S’il est difficile de chiffrer au niveau mondial les dons générés directement ou non par toutes ces opérations caritatives, elles ont permis avec certitude d’acheminer de la nourriture et d’aider à hauteur de plusieurs dizaines de millions de dollars de l’époque les organisations présentes en Éthiopie.
Au-delà des polémiques qui ont émergé par la suite sur la distribution des fonds, cet élan d’humanité relayé par les artistes a changé le cours d’une crise. Quarante ans après, il reste l’exemple emblématique d’un engagement jamais égalé.
Les titres :
Austria für Afrika, « Warum ? » (Autriche)
Brafa, « Let’s Make Africa Green Again » (Royaume-Uni)

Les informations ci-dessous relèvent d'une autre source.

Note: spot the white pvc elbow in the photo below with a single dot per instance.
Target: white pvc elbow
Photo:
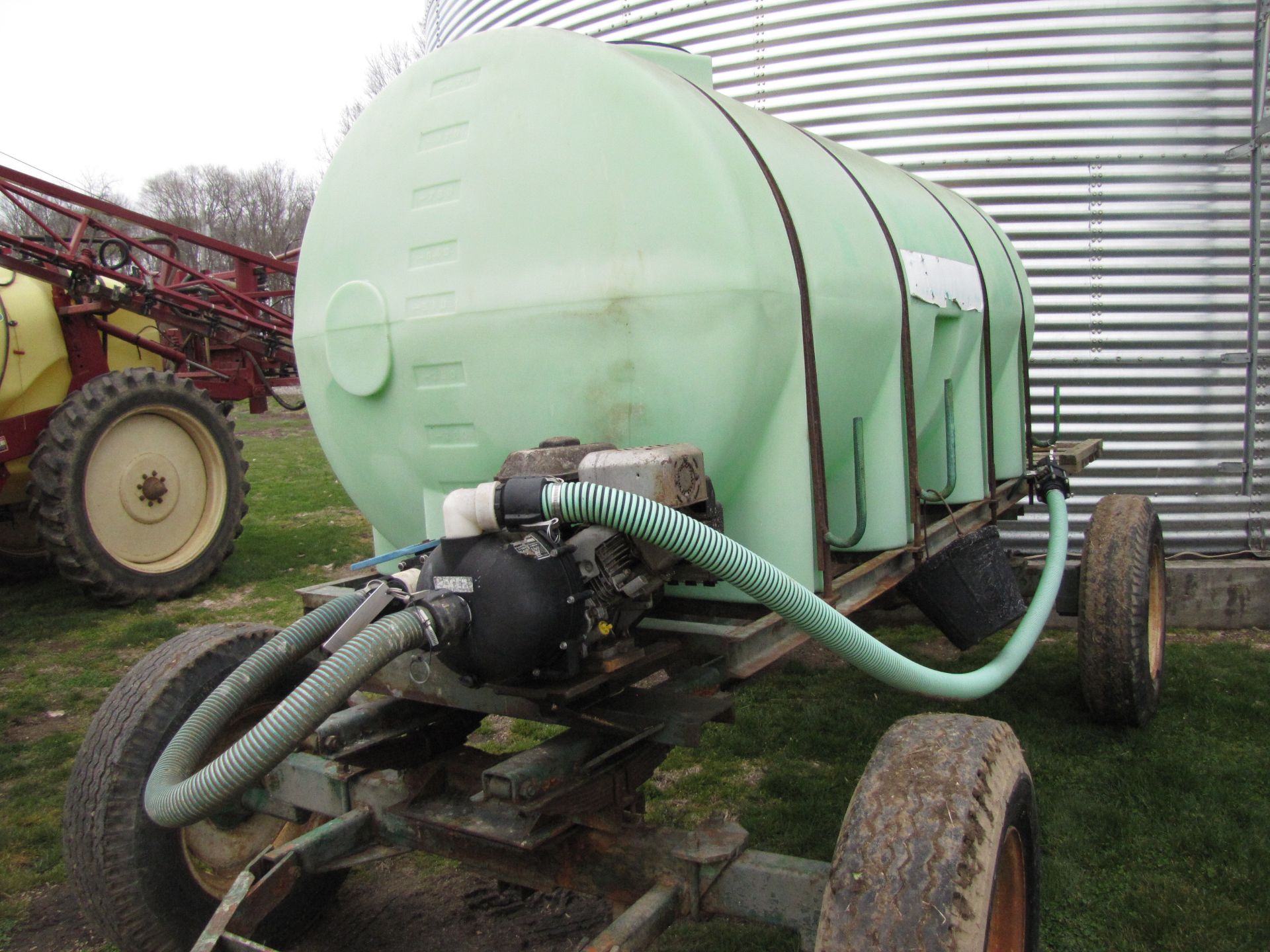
(470, 512)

USA for Africa, « We Are the World » (États-Unis)
Musicaitalia Per L’Etiopia, « Volare (Nel blu dipinto di blu) » (Italie)
Swedish Metal Aid « Give a Helping Hand » (Suède)
Band Aid « Do They Know It’s Christmas ? » (Royaume-Uni)
The Cause, « Do Something Now » (États-Unis)
Chanteurs sans frontières « Éthiopie » (France) ;
Northern Lights, « Tears Are Not Enough » (Canada)
Band für Afrika « Nackt Im Wind » (République fédérale d’Allemagne)
Fondation Québec Afrique, « Les Yeux de la faim » (Canada, Québec)
« Song for the Poor » (États-Unis)
« Starvation » (Royaume-Uni)
« Tam Tam pour l’Éthiopie » (Face A et B) (Sénégal, Guinée, Cameroun, Nigeria, Zaïre, République du Congo, Afrique du Sud)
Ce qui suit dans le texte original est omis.